We like to share our story – our multidimensional story ! In your own Blog you can be sure that nobody will change the meaning without your consent.
The headline of our blog is a quote from M. Angelou: “a bird doesn’t sing because it has an answer it sings because it has a song” – this relates a little bit to what Sarah wrote :)
I am so thankfull that Pam took time for conversation with me !
And it is so great to be part of this world wide sisterhood/tribe ;)
xo from Germany,
P.S. Love this Rainbow Eucalyptus and it´s metaphorical language ! ;)
I really do !
Yep, this feeling of not fitting in is something that’s been hitting home for me lately. An infertility friend recently told me that she didn’t understand why we “gave up” and that I was her “worst nightmare” in the same conversation. It’s like it’s bad enough to deal with the emotional fallout of my reproductive system not working properly, but then for a person that I once considered a friend to say something like that was beyond painful. So I don’t fit in with the group of women who all supported each other through infertility, and not only do I not fit in anymore, but I’m their worst nightmare…. Ouch.
I’ve been hearing a lot about mindfulness lately. I think I need to look into it some more.
Off to read Justine’s blog which I didn’t even know existed before yesterday.
Echoing all that has been said above. I’m horrified to hear Isa’s experience. In a Duggar-glorifying world, it’s not surprising.

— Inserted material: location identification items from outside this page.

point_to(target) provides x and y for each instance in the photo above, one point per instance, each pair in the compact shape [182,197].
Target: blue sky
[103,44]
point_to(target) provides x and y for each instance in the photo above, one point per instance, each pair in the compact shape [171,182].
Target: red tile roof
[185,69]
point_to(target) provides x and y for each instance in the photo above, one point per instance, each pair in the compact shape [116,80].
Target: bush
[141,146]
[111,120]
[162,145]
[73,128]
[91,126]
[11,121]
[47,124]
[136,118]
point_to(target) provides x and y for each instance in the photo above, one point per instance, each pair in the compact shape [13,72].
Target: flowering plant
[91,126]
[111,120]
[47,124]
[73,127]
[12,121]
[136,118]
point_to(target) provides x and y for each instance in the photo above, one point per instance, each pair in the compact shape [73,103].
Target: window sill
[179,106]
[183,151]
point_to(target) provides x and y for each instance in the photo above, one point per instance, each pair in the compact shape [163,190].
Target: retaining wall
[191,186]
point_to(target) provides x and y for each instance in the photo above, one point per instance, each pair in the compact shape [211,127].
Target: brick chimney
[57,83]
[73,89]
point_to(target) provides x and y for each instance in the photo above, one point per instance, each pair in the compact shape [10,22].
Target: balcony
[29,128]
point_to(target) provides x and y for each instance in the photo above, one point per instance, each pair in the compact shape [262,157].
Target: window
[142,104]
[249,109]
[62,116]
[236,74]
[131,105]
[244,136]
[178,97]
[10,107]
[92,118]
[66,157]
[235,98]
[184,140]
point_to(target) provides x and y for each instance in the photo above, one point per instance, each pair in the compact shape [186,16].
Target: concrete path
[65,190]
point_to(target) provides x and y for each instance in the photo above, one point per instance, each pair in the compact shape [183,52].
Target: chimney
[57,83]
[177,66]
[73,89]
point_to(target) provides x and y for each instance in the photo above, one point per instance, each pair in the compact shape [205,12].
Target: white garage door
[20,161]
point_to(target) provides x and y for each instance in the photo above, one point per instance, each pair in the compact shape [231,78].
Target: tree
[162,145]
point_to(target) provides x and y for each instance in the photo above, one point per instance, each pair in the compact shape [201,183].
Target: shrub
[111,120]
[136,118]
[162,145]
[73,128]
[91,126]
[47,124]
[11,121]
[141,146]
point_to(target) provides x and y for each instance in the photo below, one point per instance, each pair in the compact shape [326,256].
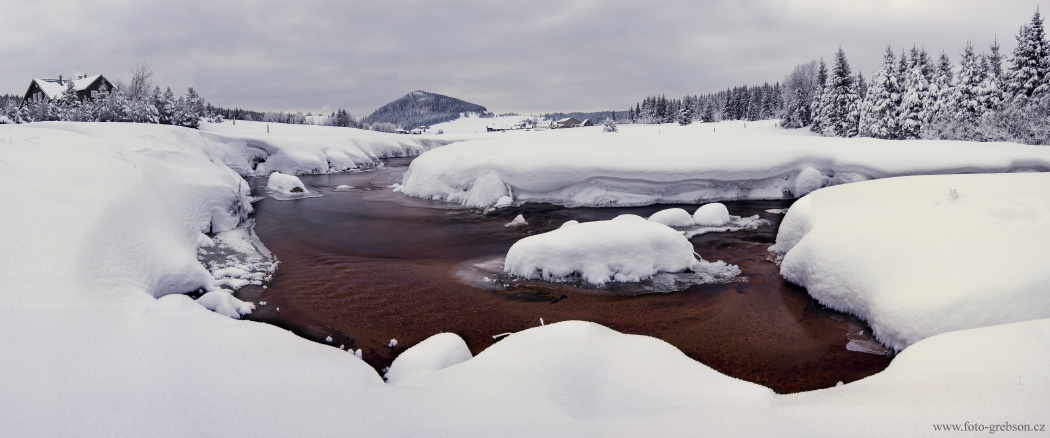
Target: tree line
[914,97]
[140,101]
[758,102]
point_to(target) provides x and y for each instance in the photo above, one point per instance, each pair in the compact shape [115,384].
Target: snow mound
[921,255]
[237,257]
[518,222]
[673,217]
[434,354]
[714,214]
[286,184]
[627,248]
[222,301]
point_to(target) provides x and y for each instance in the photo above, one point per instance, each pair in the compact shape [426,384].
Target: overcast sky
[522,56]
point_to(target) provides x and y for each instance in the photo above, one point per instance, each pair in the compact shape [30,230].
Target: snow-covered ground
[921,255]
[101,227]
[650,164]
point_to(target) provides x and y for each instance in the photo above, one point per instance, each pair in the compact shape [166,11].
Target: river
[365,266]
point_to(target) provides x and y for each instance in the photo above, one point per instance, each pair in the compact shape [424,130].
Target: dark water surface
[366,265]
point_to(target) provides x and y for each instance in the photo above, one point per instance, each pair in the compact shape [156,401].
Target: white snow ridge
[627,248]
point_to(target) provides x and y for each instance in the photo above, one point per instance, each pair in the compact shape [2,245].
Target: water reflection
[368,265]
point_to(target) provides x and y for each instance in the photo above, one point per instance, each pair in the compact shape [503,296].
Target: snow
[673,217]
[714,214]
[436,353]
[519,221]
[922,255]
[625,249]
[224,303]
[694,164]
[104,230]
[285,184]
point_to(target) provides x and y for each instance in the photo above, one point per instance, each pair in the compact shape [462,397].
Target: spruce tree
[817,107]
[881,105]
[1030,66]
[840,113]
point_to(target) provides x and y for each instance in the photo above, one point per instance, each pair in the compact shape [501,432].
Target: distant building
[566,123]
[51,89]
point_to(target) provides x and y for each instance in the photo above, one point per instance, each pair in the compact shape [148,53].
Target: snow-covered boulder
[627,248]
[434,354]
[285,184]
[714,214]
[673,217]
[224,303]
[921,255]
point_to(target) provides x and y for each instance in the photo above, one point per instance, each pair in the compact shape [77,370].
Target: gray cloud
[524,56]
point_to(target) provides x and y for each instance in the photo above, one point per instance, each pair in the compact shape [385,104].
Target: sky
[524,56]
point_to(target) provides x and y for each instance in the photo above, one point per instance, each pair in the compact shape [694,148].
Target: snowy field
[103,225]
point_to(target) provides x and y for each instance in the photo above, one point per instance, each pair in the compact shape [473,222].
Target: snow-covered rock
[627,248]
[714,214]
[673,217]
[222,301]
[434,354]
[286,184]
[921,255]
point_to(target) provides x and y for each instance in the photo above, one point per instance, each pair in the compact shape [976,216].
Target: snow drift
[921,255]
[627,248]
[699,163]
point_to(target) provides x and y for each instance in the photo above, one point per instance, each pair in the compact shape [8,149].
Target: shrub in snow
[625,249]
[673,217]
[285,184]
[222,301]
[436,353]
[714,214]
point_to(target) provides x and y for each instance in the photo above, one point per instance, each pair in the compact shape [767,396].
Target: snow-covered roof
[54,89]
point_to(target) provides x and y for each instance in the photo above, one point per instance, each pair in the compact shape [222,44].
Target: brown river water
[366,266]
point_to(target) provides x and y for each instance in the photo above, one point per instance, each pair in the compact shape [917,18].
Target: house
[566,123]
[86,86]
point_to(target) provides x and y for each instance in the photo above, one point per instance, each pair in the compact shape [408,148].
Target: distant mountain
[421,108]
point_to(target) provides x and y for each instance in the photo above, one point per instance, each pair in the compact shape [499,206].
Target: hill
[419,108]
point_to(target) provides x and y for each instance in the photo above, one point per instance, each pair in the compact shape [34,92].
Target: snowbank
[285,184]
[257,148]
[627,248]
[434,354]
[89,351]
[714,214]
[921,255]
[694,164]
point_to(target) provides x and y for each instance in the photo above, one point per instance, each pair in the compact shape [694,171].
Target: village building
[51,89]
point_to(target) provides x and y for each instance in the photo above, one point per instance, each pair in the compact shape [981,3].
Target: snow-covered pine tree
[841,112]
[817,106]
[166,107]
[881,105]
[940,113]
[916,97]
[1030,65]
[965,100]
[685,116]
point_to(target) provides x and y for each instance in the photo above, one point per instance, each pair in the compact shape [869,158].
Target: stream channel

But I truly hoped that things would be different.
The point about society turning mindfulness on its head to justify the isolation those living with infertility experience is a take I hadn’t considered. I know this has been done before and overcome (cancer anyone?), but we as a community need to band together to do so again. Because mindfulness should be about compassion, not silence.

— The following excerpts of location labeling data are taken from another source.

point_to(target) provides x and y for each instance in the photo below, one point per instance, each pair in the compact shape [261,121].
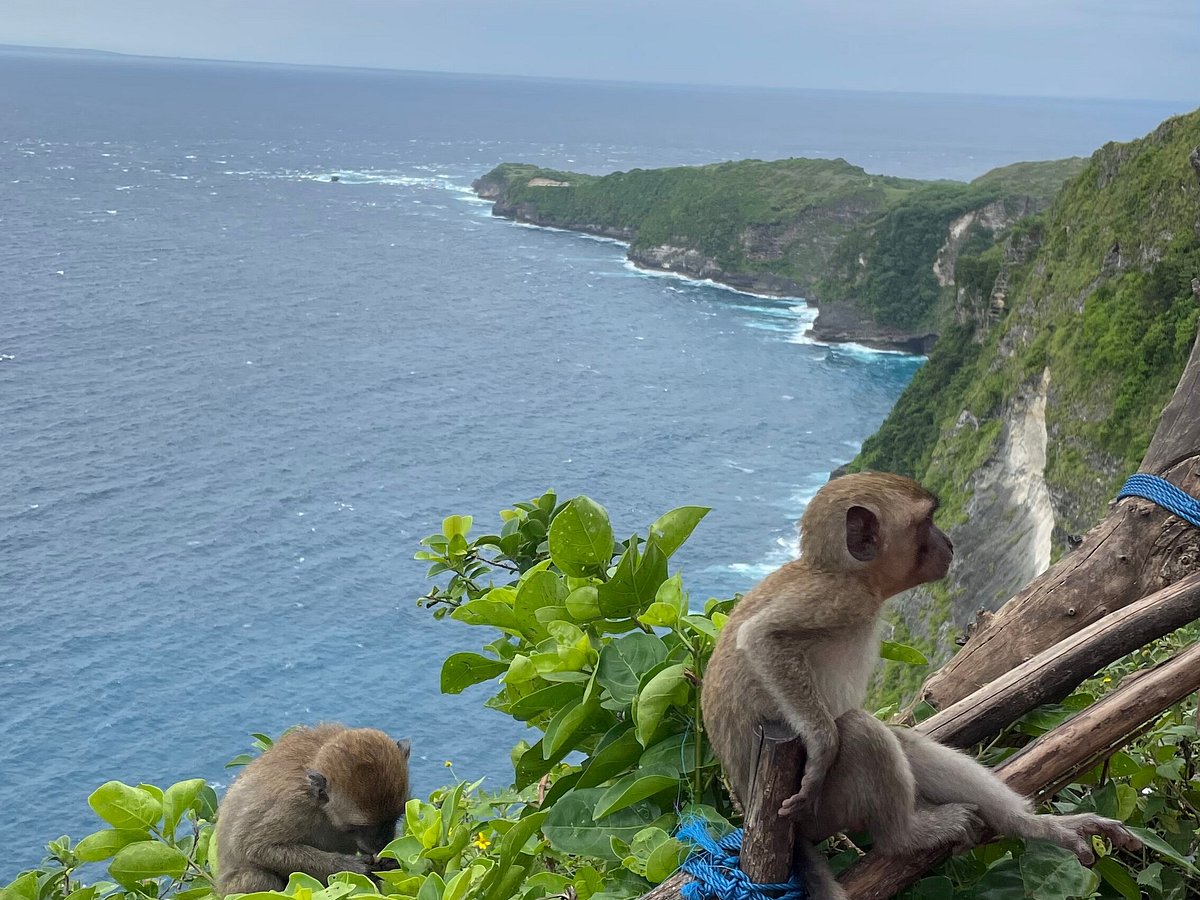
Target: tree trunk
[1137,550]
[1056,672]
[1053,760]
[768,844]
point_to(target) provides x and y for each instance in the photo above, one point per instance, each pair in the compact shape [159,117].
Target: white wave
[850,348]
[703,282]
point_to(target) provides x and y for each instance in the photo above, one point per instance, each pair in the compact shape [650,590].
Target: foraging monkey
[799,648]
[309,804]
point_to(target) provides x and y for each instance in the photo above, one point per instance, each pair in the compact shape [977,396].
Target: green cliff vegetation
[1097,291]
[1095,300]
[820,227]
[599,649]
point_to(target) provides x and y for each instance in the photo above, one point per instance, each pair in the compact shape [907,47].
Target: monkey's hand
[1075,834]
[349,863]
[802,805]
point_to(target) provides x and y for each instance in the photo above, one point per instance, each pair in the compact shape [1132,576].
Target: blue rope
[714,869]
[1165,495]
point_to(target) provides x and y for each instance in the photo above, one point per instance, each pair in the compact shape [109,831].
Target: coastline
[811,336]
[840,327]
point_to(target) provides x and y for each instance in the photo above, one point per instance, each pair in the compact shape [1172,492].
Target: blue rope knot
[713,867]
[1165,495]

And I consider you all an important part of the tribe. But maybe it’s also a sign that I don’t belong either?}
I once had this notion, dear Cristy, that women who didn’t achieve success with motherhood after infertility needed their own space, but I’ve long since modified that position. In the rawness of the loss, this particular tribe certainly craves added care and tenderness, but we most certainly don’t live in isolation. It’s for that very reason that we need bridges built by those with compassion who can validate and acknowledge our lives. You have been a most kind and able ambassador to our once island of pain. It is through kind hearts like yours that we can once again assimilate into society. You will always hold a very special place in my heart. You are an endearing soul who has found a way to speak our language…

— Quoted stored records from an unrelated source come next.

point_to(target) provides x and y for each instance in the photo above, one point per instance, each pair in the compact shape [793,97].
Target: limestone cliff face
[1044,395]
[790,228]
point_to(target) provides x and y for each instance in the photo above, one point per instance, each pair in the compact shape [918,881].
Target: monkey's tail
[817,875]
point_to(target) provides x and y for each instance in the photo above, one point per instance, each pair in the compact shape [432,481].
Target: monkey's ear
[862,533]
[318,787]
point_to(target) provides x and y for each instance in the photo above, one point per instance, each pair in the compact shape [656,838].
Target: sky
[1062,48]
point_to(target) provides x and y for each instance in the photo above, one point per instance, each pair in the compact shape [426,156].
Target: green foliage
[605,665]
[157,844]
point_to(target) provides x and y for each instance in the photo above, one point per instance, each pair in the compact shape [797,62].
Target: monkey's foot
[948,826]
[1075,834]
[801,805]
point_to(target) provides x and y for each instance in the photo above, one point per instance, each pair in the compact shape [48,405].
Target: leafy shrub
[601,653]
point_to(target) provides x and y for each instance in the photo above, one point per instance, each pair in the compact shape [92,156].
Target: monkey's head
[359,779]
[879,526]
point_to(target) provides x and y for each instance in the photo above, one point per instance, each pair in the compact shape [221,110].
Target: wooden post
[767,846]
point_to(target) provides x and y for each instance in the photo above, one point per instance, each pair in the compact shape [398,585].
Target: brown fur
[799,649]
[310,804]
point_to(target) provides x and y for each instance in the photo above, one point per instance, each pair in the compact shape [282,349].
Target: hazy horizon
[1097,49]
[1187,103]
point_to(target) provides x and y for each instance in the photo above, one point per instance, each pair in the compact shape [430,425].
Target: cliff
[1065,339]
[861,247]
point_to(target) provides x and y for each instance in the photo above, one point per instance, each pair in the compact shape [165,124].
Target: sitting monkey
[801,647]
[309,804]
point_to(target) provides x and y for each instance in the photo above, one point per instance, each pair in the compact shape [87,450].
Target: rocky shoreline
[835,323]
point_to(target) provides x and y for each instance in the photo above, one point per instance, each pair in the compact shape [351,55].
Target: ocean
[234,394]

I completely agree, Pamela! — both that we don’t live in isolation, and that Cristy has been a great ambassador. :)
As Mali said, Justine doesn’t need a new community — we’re right here! :) And while we definitely have our own issues and perspectives, I agree with you that complete segregation from the broader ALI community is not the answer. As I said in my own comment on Justine’s post, we need to keep speaking up — loudly! — & letting people know we are here, and that there is a good life to be had without children. Whether they have never experienced infertility themselves, are still in the throes of treatment, or are at the end of their rope and wonder “what now?” after another IVF failure — people need to know this is a valid option, that while it may not be the outcome we all hope for, it’s not the end of the world either — and we are living proof of that.
A sad, depressed woman with grey skies?
No, that’s definitely not how I see my world.
And it is definitely not the way I see Isa, Pamela, Kinsey, Mali, Sarah, Loribeth and many other childless-not-by-choice bloggie friends.